What is the leader’s playbook for your organization? Not just rules and guidelines that every employee gets at onboarding through your HR departments. The reality is you need a standard operating procedures playbook that team members can review on a regular basis. When the stress comes, and when the demands of the work show up, ‘lower brain fear’ response can inhibit high level performance.
The playbook allows you to step back, assess the problem, see the solution and start again. You create your playbook simply by starting to catalog your successes and your failures, doing an analysis, what went right, what went wrong, and what can be improved upon. That way when these problems appear again, which they will, you can refer to your playbook, and chart a path to success.
A playbook helps guide your people to attend to what is really important, inhibit distractors, and create a working memory of success. This behaviour links to the brain’s need for goal achievement and interpersonal relationships.
In sum, you need a systematic, programmatic, and science based approach to performance management. The playbook is essential to creating team unity, cohesion, and clarity to execution. If you have been struggling to get the results you desire from the highly talented and smart people you have hired, work on creating clarity of focus through a playbook and include in your playbook the skill of Positive Presence — a new and deliberate way of thinking and being that makes the connection between emotional energy and the behaviour necessary for success.

If you are a senior leader, you have to ask yourself, how committed am I to real change in my organization and what am I doing to create that change? Senior leaders create strategic vision and objectives for the organization. Leadership development is most effective when the efforts of its leaders are connected to those strategic objectives that indicate the business priorities of the organization.
Go online, stroll through a bookstore, attend another training workshop or seminar and you will see that the topic of leadership is everywhere. We talk about it in political terms, business, sports, and tax-exempt organizations. People are captivated and confused at the same time by the concept of leadership and the essential elements that produce a high performance leader.
One of the key characteristics of influential leaders is their ability to stimulate volition in themselves and among their followers. They do this by creating a sense of urgency, living a life with purpose, and pursuing excellence. When you choose to take this step in your leadership behaviour, you will see profound impact on your resulting outcomes, goals, and objectives.

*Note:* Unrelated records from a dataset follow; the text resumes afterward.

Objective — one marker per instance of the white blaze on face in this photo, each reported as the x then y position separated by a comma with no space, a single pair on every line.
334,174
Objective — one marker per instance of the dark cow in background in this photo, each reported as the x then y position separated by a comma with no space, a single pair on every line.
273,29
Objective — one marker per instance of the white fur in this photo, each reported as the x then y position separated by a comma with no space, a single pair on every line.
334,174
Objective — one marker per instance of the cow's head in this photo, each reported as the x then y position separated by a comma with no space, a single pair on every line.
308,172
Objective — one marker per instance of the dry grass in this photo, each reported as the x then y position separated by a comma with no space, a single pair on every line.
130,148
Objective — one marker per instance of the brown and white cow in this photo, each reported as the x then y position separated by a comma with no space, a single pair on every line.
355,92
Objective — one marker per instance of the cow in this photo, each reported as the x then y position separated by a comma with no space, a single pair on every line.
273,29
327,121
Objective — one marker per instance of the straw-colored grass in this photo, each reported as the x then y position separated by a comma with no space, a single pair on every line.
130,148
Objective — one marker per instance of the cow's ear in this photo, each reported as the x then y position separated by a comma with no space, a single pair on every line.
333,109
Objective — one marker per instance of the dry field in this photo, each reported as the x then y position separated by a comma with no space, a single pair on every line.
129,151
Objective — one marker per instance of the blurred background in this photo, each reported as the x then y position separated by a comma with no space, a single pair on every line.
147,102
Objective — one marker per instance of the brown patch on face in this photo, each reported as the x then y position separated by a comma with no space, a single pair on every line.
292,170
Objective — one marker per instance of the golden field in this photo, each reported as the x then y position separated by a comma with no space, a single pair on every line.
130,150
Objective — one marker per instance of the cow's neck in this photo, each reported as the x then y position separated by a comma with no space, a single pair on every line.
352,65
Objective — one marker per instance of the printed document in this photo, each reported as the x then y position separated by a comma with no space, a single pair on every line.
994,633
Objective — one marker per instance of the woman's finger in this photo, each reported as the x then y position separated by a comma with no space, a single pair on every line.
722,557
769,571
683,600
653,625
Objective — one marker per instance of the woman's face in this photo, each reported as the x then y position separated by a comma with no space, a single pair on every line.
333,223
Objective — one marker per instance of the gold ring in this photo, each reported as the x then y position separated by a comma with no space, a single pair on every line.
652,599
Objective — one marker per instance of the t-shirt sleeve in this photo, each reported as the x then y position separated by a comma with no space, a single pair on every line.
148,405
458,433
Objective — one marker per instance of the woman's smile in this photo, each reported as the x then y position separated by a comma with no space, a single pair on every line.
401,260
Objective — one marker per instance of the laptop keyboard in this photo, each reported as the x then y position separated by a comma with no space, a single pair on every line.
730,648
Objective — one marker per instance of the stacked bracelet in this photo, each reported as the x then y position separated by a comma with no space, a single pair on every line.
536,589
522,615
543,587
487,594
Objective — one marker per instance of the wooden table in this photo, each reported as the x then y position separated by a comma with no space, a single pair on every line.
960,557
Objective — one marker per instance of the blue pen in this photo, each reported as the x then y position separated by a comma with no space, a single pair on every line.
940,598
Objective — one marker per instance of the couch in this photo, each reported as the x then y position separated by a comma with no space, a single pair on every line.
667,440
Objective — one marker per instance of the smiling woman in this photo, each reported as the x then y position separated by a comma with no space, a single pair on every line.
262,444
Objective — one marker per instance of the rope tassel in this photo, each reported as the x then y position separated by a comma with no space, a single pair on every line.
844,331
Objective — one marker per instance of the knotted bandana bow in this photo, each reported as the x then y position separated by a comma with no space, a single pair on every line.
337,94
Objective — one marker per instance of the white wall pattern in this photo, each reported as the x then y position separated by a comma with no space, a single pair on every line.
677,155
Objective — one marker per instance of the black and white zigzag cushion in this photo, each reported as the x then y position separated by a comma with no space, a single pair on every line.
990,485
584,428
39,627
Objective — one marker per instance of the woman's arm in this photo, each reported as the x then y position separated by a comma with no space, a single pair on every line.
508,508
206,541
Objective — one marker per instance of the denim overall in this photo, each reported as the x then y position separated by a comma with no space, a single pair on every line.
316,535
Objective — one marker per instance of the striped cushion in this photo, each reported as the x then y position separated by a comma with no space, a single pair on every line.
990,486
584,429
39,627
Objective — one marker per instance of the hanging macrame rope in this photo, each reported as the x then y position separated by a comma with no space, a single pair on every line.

Influential leaders almost always are highly dissatisfied with ‘status quo’. They are unwilling to allow preventable pain and suffering to continue needlessly. They are unwilling to waste precious resources and to settle for second-rate productivity and financial performance. Volition enables dissatisfied leaders to make a choice to bring back emotional meaning and purpose to their work.
What makes people, who possess knowledge about what they need to do to actually improve their performance, alter and change their behaviour? The answer is volition- a purposeful, intentional choice.
Relationships, by their nature, require constant and consistent tending. The quality of care you put into these relationships translates into either a negative or a positive experience. That is, the other person perceives every one of your interpersonal exchanges and interactions as good or bad, supportive or unsupportive, trusting or untrusting, positive or negative, safe or unsafe, and so on. If you behave poorly during an interpersonal exchange with an employee, that experience is considered negative and the other person’s brain registers that encounter in experiential emotional memory (EEM); conversely, if you conduct yourself well, that experience is counted as a positive EEM.
The greatest of all leaders understand that methods, tools, technologies, protocols, and systems do not achieve results. People do. Therefore, it is people not processes, with whom organizational leaders must form a long-lasting, positive, emotional connection. This connection is actually a physical connection in people’s brains and is what ultimately determines the success or failure of the leader specifically and the organization as a whole.
People do not quit their jobs. They quit their leader – the boss. Ineffective leaders breed ineffective followers, and performance and productivity suffer as a result. With a positive, emotional connection with your people you send a clear message that you are interested and invested in what your people experience on a daily basis. People in general do not follow just anyone, nor do they follow out of the goodness of their heart. They need good reasons—a motivation – to follow.
In today’s professional world, people are craving effective leadership. What maybe misattributed as generational gaps is that everywhere, middle level managers and their team members are overburdened and uninspired by individuals holding titled positions of leadership providing neither effective leadership nor effective management. The issue is not change resistance. Peter Senge said it well, “People do not resist change. They resist being changed.” Knowledge based workers desire true leadership that capitalizes on collaboration, communication and connection to accomplish their work related goals and objectives.